Secondo un profilo LinkedIn, Rodriguez lavora dal 2024 come specialista amministrativo per l'American Osteopathic Association di Chicago. In precedenza era stato anche ricercatore. Avrebbe agito da solo.

Le reazioni

Secondo Benyamin Netanyahu, l’attentato di Washington è frutto della «selvaggia istigazione» contro Israele. «Esiste un filo diretto che collega l'incitamento antisemita e anti-israeliano all'attentato a Washington. Questa istigazione viene praticata anche da leader e funzionari di molti Paesi e organizzazioni internazionali, soprattutto europei.
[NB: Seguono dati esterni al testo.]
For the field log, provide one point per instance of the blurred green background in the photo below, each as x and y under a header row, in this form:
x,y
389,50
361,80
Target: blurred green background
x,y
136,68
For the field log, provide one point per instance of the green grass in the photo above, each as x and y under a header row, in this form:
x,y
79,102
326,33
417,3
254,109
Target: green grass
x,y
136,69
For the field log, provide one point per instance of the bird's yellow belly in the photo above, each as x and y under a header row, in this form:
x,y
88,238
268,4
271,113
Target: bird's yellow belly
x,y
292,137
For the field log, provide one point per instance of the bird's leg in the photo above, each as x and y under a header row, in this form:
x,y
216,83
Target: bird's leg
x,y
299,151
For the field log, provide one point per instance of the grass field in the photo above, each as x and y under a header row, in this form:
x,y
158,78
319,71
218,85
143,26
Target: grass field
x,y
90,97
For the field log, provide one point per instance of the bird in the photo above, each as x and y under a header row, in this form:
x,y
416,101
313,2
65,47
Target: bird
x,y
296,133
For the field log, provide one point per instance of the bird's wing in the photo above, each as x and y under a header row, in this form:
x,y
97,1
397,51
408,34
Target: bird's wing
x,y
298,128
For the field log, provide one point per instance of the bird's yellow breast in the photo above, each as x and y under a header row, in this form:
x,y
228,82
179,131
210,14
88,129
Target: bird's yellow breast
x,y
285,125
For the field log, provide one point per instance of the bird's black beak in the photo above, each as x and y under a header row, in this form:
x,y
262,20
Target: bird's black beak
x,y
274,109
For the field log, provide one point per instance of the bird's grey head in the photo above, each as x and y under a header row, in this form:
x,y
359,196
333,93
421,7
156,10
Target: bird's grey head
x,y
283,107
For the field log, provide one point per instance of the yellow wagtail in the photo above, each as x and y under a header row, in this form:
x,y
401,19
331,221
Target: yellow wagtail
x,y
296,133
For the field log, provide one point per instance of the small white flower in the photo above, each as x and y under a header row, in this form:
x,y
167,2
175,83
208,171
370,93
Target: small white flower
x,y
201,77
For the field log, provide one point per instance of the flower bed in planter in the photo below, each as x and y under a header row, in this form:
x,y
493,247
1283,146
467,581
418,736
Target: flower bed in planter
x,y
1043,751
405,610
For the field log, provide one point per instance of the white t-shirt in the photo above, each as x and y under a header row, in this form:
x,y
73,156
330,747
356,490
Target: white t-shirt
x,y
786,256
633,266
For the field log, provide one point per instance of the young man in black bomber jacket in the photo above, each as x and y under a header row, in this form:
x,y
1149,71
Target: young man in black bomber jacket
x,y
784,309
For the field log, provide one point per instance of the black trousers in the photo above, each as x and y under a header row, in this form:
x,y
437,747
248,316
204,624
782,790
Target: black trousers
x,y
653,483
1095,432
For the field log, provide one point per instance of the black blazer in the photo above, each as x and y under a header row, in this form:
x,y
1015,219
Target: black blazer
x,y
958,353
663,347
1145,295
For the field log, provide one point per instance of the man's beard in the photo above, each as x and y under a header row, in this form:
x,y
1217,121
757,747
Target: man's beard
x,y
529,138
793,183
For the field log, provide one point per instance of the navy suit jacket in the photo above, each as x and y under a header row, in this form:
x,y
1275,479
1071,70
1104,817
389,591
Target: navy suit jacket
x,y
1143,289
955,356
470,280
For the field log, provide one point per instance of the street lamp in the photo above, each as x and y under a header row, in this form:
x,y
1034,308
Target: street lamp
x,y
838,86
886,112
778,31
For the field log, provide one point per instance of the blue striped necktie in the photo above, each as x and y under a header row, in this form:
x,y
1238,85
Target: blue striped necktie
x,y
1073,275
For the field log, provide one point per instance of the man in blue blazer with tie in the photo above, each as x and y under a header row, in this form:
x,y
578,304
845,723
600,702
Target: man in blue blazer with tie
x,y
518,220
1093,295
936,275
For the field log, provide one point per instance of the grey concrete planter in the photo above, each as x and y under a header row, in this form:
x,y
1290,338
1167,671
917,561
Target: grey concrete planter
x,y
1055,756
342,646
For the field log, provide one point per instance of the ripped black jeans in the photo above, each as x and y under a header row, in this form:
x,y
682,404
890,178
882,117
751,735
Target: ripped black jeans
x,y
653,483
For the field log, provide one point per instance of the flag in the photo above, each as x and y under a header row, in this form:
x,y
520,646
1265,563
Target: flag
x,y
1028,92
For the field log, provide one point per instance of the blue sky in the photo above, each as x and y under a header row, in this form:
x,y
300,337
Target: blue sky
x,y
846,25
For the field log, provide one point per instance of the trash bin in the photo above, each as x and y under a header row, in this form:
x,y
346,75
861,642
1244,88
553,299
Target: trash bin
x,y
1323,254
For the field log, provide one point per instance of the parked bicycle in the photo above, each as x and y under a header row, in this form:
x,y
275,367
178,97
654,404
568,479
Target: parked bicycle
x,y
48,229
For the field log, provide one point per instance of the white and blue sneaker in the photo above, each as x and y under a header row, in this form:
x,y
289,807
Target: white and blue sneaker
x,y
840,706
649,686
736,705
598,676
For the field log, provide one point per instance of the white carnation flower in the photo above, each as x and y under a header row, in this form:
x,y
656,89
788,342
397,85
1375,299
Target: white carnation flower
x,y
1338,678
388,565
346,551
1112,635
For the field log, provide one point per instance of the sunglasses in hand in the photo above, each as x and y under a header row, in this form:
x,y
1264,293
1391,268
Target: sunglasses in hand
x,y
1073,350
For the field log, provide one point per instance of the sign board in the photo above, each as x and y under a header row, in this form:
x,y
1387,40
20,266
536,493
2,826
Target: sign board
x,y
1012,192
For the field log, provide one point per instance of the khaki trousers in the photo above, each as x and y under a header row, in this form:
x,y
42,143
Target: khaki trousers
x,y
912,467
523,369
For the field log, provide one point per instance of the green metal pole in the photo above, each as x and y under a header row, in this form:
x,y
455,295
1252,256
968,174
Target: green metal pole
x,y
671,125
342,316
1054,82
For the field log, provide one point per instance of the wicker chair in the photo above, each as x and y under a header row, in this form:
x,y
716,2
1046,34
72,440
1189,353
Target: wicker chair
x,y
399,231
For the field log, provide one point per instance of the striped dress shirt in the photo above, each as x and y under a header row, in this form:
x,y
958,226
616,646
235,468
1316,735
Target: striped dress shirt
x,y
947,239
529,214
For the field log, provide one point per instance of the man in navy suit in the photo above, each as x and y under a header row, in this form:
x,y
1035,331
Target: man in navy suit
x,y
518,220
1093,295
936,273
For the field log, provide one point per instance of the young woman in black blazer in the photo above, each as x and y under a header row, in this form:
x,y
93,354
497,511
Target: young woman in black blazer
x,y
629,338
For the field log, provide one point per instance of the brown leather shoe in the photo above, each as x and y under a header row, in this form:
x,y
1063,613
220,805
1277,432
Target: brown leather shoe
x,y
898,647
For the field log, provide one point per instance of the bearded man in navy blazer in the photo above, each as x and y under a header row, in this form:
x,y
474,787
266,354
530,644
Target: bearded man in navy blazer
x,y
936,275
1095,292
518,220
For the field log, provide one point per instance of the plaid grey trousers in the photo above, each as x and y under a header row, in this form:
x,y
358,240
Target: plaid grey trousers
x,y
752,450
Le calunnie sul sangue, sul genocidio, sui crimini contro l'umanità e sull'uccisione di neonati hanno spianato la strada proprio a tali omicidi. Ecco cosa succede quando i leader del mondo si arrendono alla propaganda terroristica palestinese e la servono», ha detto il ministro degli Esteri israeliano Gideon Sa'ar in conferenza stampa a Gerusalemme. «Dobbiamo chiamare a rispondere per quello che è successo a Washington anche i leader irresponsabili dell'Occidente che sostengono l'odio» verso Israele, ha scritto su X il ministro israeliano Amichai Chikli. «Il presidente Emmanuel Macron, il premier Keir Starmer, il primo ministro canadese Mark Carney hanno tutti incoraggiato, in modi diversi, le forze del terrore senza tracciare linee rosse morali. Questa codardia viene pagata dal sangue ebraico».

L'ambasciatore israeliano alle Nazioni Unite, Danny Danon parla di «depravato atto di terrorismo antisemita»: «Fare dal male alla comunità ebraica significa oltrepassare una linea rossa».

«Questi orribili omicidi, basati ovviamente sull'antisemitismo, devono finire, ORA! – ha scritto Donald Trump su Truth –. Odio e radicalismo non hanno posto negli Stati Uniti. Condoglianze alle famiglie delle vittime. È così triste che cose del genere possano ancora succedere. Che Dio vi benedica tutti!».

Condanna è arriva anche dal Segretario di Stato USA Marco Rubio: «Si è trattato di un atto sfacciato di violenza vile e antisemita».